This chapter outlines the governance landscape of ocean acidification (OA), identifying thirty-one actors and twenty-seven instruments at the international, regional, local, and transnational levels. The map indicates that no single institution leads OA governance; rather, multiple institutions address different aspects through implicit mandates rather than explicit ones. Only the Ocean Acidification Alliance has a clear OA mission. Most institutions operate across various fields such as climate, biodiversity, and marine protection, resulting in functional overlaps without a clear hierarchy. Applying regime complex theory, the chapter contends that OA governance constitutes a regime complex – partially overlapping, likely non-hierarchical institutions governing the same issue area. Three factors affirm this classification: divergent interests (economic vs. environmental), high uncertainty (scientific complexity and multiple actors), and limited linkages between institutions. The regime complex is situated at the intersection of climate, marine, and atmospheric governance systems. This characterisation is vital, as it implies that global experimentalist governance could effectively utilise these existing institutional arrangements rather than supplanting them, laying the groundwork for selecting suitable governance approaches in subsequent chapters.
This chapter proposes global experimentalist governance as an ideal framework for addressing ocean acidification (OA). Global experimentalist governance consists of five elements: identifying a shared problem, setting open-ended goals, delegating solutions to lower governance levels, establishing feedback and peer-review mechanisms, and adjusting goals based on learning. This approach aligns well with OA’s characteristics, which are both scientific and part of a regime complex. The framework accommodates OA’s complexity through recursive learning cycles, multilevel participation, and provisional goal setting that can adapt as scientific understanding advances. A central unit coordinates, but does not control, the process, using ‘penalty defaults’ to encourage reluctant actors to cooperate. Favourable background conditions for experimentalist governance exist for OA, such as strategic uncertainty due to problem complexity and polyarchic power distribution with no single dominant actor. The chapter concludes that this governance approach could leverage OA’s existing regime complex rather than replace it, making it a promising framework for tackling this emerging environmental challenge.

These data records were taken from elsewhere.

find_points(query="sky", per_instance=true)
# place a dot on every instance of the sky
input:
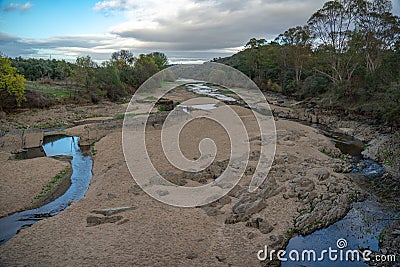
(185, 30)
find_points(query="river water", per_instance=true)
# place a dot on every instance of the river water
(80, 180)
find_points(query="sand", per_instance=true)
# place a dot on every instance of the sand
(155, 234)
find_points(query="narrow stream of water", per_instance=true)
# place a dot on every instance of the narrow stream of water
(363, 223)
(80, 180)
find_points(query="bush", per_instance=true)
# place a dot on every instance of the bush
(314, 85)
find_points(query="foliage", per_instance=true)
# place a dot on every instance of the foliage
(347, 57)
(12, 84)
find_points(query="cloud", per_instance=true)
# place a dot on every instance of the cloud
(17, 7)
(209, 25)
(180, 28)
(110, 5)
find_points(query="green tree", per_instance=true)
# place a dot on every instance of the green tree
(330, 27)
(160, 59)
(144, 68)
(85, 72)
(296, 49)
(380, 30)
(12, 84)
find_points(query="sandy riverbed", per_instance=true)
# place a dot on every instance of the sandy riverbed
(155, 234)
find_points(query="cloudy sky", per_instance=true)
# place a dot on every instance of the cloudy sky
(183, 29)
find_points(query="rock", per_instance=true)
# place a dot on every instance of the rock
(94, 220)
(322, 175)
(3, 115)
(135, 189)
(212, 211)
(191, 255)
(248, 205)
(122, 221)
(162, 193)
(112, 211)
(251, 235)
(221, 258)
(111, 196)
(276, 241)
(265, 227)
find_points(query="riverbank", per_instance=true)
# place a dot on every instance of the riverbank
(227, 232)
(306, 190)
(22, 180)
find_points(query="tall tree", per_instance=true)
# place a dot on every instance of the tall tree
(296, 49)
(331, 28)
(85, 71)
(380, 30)
(160, 59)
(12, 84)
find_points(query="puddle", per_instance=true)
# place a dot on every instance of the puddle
(202, 89)
(360, 227)
(188, 108)
(363, 223)
(80, 180)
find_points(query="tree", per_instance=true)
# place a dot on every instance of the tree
(160, 59)
(330, 27)
(123, 57)
(12, 84)
(109, 80)
(85, 71)
(296, 49)
(144, 68)
(380, 30)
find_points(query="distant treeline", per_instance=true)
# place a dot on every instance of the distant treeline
(115, 78)
(347, 57)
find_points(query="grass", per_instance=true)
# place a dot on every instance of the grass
(51, 184)
(94, 151)
(49, 125)
(122, 115)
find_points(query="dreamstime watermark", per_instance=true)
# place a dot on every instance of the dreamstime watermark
(212, 106)
(336, 254)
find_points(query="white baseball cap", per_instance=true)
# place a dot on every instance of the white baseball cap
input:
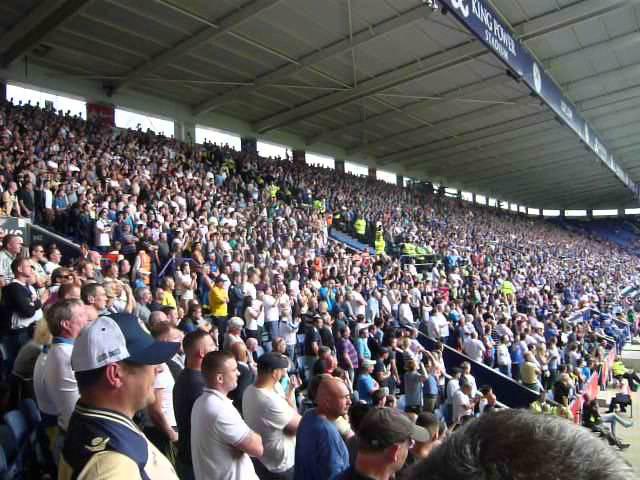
(109, 340)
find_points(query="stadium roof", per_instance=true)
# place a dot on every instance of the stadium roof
(388, 81)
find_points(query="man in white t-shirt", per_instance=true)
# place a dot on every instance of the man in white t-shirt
(160, 424)
(273, 416)
(271, 312)
(474, 348)
(54, 382)
(462, 403)
(221, 442)
(358, 305)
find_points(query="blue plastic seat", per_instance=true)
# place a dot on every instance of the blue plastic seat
(4, 465)
(19, 426)
(8, 442)
(31, 412)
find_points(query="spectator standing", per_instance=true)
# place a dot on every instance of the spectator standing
(115, 367)
(473, 347)
(273, 416)
(385, 437)
(161, 427)
(321, 452)
(12, 248)
(188, 388)
(221, 441)
(54, 381)
(21, 308)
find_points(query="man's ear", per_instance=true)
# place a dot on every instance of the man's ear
(393, 452)
(114, 375)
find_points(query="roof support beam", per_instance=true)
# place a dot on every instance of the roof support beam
(592, 51)
(562, 157)
(40, 22)
(535, 28)
(420, 107)
(545, 133)
(204, 35)
(306, 61)
(537, 148)
(560, 193)
(630, 71)
(569, 16)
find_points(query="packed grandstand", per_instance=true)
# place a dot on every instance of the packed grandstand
(338, 301)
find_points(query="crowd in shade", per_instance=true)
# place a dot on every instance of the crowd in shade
(211, 328)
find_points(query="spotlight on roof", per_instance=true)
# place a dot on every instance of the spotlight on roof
(510, 73)
(432, 4)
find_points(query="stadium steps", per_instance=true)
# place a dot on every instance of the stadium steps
(508, 391)
(350, 242)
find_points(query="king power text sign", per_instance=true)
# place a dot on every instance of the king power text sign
(483, 21)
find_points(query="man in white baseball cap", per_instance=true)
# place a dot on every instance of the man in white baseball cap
(115, 364)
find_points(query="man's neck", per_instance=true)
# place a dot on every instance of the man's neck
(193, 364)
(219, 388)
(373, 468)
(266, 383)
(104, 402)
(328, 416)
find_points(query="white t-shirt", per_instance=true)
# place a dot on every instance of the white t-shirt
(249, 290)
(358, 305)
(267, 413)
(55, 383)
(216, 427)
(405, 313)
(443, 324)
(271, 313)
(164, 381)
(474, 348)
(461, 406)
(103, 238)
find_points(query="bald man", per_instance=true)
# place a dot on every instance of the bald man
(320, 450)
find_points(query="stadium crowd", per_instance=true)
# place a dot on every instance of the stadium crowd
(210, 325)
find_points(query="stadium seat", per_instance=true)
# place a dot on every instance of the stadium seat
(31, 412)
(4, 466)
(19, 426)
(8, 454)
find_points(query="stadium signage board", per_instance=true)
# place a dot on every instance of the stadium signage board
(481, 19)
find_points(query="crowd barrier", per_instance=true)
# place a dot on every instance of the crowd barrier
(507, 390)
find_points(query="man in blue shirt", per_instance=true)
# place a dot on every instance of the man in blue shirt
(320, 450)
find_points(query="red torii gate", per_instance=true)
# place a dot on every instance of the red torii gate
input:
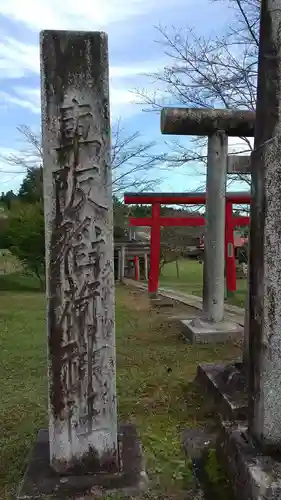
(156, 222)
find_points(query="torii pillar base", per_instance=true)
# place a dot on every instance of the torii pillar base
(200, 330)
(40, 480)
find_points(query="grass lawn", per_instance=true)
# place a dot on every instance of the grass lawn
(155, 372)
(191, 280)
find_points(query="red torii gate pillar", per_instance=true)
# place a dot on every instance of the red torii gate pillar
(155, 242)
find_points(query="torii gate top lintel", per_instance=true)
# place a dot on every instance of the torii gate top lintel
(194, 198)
(204, 121)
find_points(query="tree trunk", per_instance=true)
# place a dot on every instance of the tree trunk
(178, 269)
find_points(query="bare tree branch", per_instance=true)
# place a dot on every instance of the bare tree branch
(207, 72)
(132, 159)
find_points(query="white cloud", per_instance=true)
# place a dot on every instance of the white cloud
(236, 145)
(18, 59)
(58, 14)
(22, 97)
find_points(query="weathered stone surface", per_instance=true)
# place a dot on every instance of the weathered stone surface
(41, 481)
(265, 234)
(202, 121)
(196, 440)
(253, 476)
(198, 330)
(226, 385)
(79, 251)
(214, 254)
(238, 164)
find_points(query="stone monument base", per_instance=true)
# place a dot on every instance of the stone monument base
(200, 330)
(227, 386)
(161, 301)
(40, 481)
(254, 476)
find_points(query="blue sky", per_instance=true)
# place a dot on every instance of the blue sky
(130, 25)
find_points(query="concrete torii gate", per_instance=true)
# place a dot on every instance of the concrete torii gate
(217, 124)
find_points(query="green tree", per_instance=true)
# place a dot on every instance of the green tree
(25, 237)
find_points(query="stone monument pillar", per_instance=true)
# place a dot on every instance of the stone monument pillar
(218, 125)
(79, 249)
(215, 227)
(82, 440)
(251, 453)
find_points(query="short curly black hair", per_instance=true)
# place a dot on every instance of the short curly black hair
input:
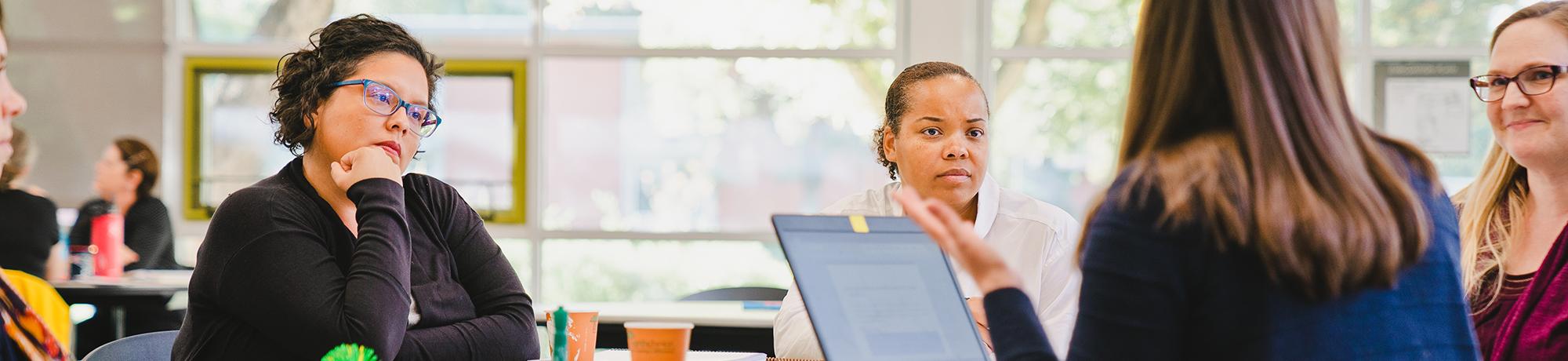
(336, 51)
(899, 103)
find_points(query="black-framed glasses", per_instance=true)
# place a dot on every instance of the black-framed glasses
(383, 101)
(1533, 82)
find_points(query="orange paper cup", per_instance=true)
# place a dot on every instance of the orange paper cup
(583, 334)
(658, 341)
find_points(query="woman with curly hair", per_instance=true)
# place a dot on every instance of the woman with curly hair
(341, 247)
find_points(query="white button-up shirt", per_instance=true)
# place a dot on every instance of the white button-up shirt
(1036, 239)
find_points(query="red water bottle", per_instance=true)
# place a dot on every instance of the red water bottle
(109, 238)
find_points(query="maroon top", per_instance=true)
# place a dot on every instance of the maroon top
(1490, 319)
(1536, 327)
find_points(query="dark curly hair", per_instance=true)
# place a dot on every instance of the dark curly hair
(899, 103)
(335, 53)
(139, 158)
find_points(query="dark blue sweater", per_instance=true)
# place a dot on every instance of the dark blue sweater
(1174, 296)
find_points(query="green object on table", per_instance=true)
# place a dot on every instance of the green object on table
(350, 352)
(562, 323)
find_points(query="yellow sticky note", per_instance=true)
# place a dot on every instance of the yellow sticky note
(858, 224)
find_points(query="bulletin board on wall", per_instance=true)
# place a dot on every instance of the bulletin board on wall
(1425, 103)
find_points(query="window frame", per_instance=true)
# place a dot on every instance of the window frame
(197, 67)
(531, 151)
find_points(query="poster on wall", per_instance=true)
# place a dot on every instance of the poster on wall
(1426, 103)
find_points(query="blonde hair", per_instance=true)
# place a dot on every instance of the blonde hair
(1486, 225)
(1489, 206)
(1238, 117)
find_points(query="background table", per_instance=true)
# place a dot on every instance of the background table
(136, 288)
(720, 326)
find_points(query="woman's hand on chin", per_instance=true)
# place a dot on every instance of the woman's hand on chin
(957, 239)
(366, 164)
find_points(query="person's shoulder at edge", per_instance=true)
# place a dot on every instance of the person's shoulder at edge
(874, 202)
(256, 211)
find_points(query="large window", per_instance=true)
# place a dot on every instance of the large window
(1059, 76)
(661, 136)
(631, 150)
(230, 139)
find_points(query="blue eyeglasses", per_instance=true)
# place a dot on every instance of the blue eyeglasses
(383, 101)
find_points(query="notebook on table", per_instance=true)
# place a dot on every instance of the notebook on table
(877, 288)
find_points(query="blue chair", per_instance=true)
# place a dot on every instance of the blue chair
(150, 346)
(739, 294)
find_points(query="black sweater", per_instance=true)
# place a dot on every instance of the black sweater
(148, 232)
(27, 232)
(281, 279)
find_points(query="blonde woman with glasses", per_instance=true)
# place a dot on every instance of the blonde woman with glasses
(1512, 217)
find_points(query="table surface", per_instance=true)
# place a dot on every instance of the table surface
(134, 283)
(697, 313)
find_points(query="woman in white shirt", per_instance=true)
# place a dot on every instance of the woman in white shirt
(935, 140)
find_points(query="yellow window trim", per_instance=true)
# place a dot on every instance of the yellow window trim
(195, 68)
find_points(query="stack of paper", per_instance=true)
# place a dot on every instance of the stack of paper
(625, 356)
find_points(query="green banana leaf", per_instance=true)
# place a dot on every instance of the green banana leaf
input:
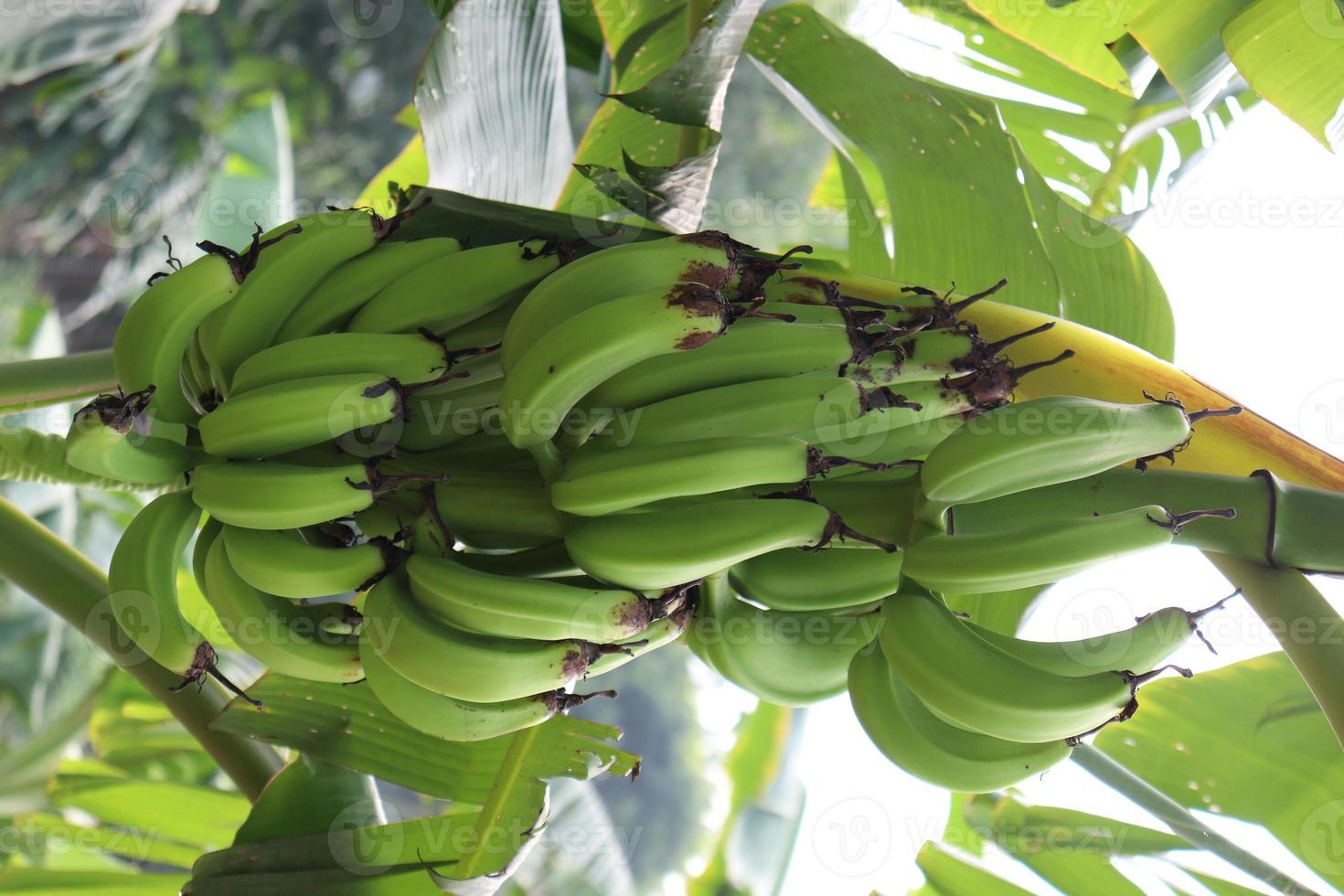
(955, 182)
(43, 881)
(1292, 54)
(1108, 154)
(191, 815)
(953, 876)
(1203, 744)
(754, 763)
(346, 726)
(496, 131)
(1075, 34)
(652, 144)
(254, 183)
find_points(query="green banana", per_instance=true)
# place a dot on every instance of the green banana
(286, 417)
(925, 746)
(1040, 554)
(114, 438)
(457, 719)
(709, 258)
(1140, 647)
(276, 632)
(976, 686)
(600, 483)
(887, 446)
(461, 666)
(880, 508)
(666, 549)
(406, 357)
(349, 285)
(497, 509)
(456, 289)
(514, 607)
(283, 563)
(265, 495)
(565, 364)
(933, 354)
(486, 329)
(659, 635)
(786, 658)
(778, 407)
(154, 336)
(443, 415)
(750, 349)
(143, 581)
(543, 561)
(1046, 441)
(831, 579)
(304, 252)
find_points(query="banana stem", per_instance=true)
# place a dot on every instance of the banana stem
(1304, 623)
(65, 581)
(50, 380)
(1181, 822)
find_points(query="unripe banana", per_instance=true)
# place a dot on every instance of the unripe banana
(305, 251)
(456, 719)
(786, 658)
(408, 357)
(143, 581)
(279, 633)
(114, 438)
(565, 364)
(778, 407)
(709, 258)
(1038, 554)
(1137, 649)
(152, 338)
(1044, 441)
(889, 446)
(514, 607)
(446, 414)
(346, 289)
(600, 483)
(880, 508)
(457, 289)
(991, 690)
(285, 417)
(497, 509)
(666, 549)
(543, 561)
(283, 563)
(263, 495)
(461, 666)
(659, 635)
(925, 746)
(486, 329)
(829, 579)
(750, 349)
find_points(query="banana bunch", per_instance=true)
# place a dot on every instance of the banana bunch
(468, 478)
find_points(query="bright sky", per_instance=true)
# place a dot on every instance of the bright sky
(1249, 248)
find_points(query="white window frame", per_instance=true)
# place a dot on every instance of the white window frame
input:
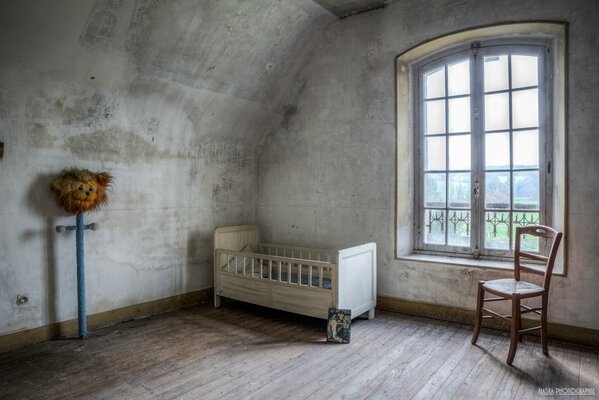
(407, 248)
(475, 51)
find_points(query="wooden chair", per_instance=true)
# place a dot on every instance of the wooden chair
(516, 290)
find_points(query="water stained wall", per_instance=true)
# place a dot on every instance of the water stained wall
(173, 99)
(327, 175)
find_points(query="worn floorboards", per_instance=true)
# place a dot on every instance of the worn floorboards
(242, 351)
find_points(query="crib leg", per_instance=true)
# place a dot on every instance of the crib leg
(371, 314)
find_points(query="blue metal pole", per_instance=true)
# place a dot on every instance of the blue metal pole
(82, 323)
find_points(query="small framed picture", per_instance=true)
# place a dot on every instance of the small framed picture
(339, 326)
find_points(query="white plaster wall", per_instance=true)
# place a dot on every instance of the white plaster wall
(171, 97)
(327, 175)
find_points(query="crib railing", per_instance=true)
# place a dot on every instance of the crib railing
(277, 268)
(307, 253)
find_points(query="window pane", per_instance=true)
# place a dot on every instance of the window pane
(458, 233)
(497, 190)
(525, 108)
(434, 226)
(459, 152)
(459, 190)
(526, 149)
(434, 153)
(497, 228)
(497, 150)
(435, 83)
(527, 242)
(434, 116)
(524, 71)
(526, 190)
(459, 115)
(458, 78)
(434, 190)
(496, 111)
(496, 74)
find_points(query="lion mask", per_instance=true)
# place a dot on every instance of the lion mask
(80, 190)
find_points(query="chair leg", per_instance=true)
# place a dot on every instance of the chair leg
(520, 336)
(544, 325)
(479, 312)
(515, 328)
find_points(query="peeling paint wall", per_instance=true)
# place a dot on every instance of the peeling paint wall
(327, 175)
(173, 98)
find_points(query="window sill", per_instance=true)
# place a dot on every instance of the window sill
(463, 262)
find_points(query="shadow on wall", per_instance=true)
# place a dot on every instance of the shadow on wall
(198, 266)
(44, 207)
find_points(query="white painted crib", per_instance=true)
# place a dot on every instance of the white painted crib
(301, 280)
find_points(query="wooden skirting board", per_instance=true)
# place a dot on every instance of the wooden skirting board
(567, 333)
(52, 331)
(18, 339)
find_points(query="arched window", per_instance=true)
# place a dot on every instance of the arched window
(483, 125)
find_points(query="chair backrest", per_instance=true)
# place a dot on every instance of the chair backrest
(543, 232)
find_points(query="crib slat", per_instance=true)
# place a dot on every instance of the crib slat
(320, 277)
(280, 275)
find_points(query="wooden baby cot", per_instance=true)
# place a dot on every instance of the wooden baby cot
(301, 280)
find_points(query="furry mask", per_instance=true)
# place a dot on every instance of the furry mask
(80, 190)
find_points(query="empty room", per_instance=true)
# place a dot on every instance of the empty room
(299, 199)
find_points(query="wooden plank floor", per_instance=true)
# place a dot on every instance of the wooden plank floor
(244, 352)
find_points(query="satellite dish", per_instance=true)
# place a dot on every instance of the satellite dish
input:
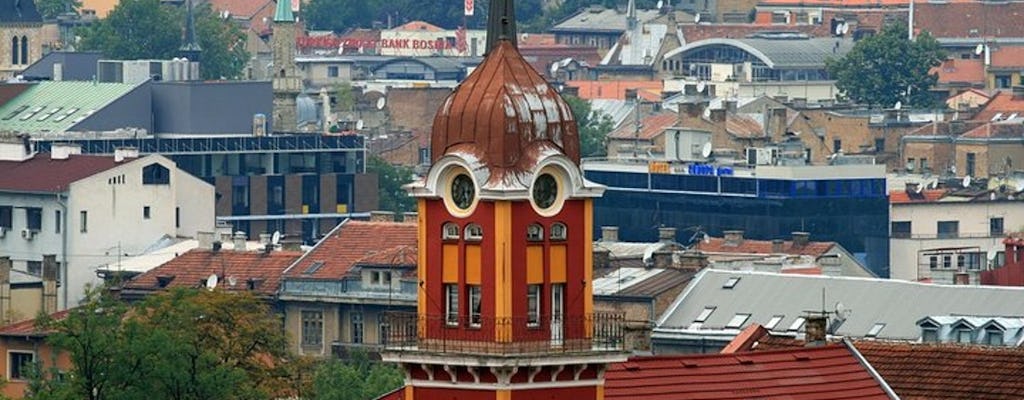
(211, 281)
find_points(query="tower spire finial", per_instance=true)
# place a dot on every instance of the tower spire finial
(501, 23)
(190, 49)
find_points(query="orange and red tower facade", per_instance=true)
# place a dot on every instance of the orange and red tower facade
(506, 232)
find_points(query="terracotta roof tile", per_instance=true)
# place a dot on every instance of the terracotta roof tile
(355, 242)
(822, 372)
(28, 327)
(718, 245)
(43, 174)
(650, 126)
(947, 370)
(1003, 102)
(193, 268)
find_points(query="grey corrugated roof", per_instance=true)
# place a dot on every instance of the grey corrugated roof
(898, 304)
(601, 19)
(781, 53)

This chapter selects two case studies to examine the presence of global experimentalist governance in ocean acidification governance: the Ocean Acidification Alliance and the International Maritime Organization. The selection distinguishes between ‘suitable’ institutions (addressing one OA activity) and those with ‘significant potential’ (addressing multiple activities within one concern or across concerns). Using a comprehensive table that maps actors and instruments, the chapter analyses how institutions address OA’s three concerns: causes (CO2, NOx/SOx), stressors (e.g., climate change, pollution, and fishing), and adaptation (blue carbon, marine protected areas, and fisheries management). Most institutions show significant potential by addressing concerns in depth and/or breadth. The OA Alliance was selected as the only institution explicitly focused on OA, addressing CO2 emissions and coastal activities. The IMO was chosen for its role in shipping emissions (both CO2 and NOx/SOx) and broader pollution control mandate. These cases differ in legalisation levels and institutional structure, providing diverse perspectives on experimentalist governance challenges. Both have significant potential and focus on CO2, the primary OA driver, making them ideal candidates for testing the implementation of global experimentalist governance.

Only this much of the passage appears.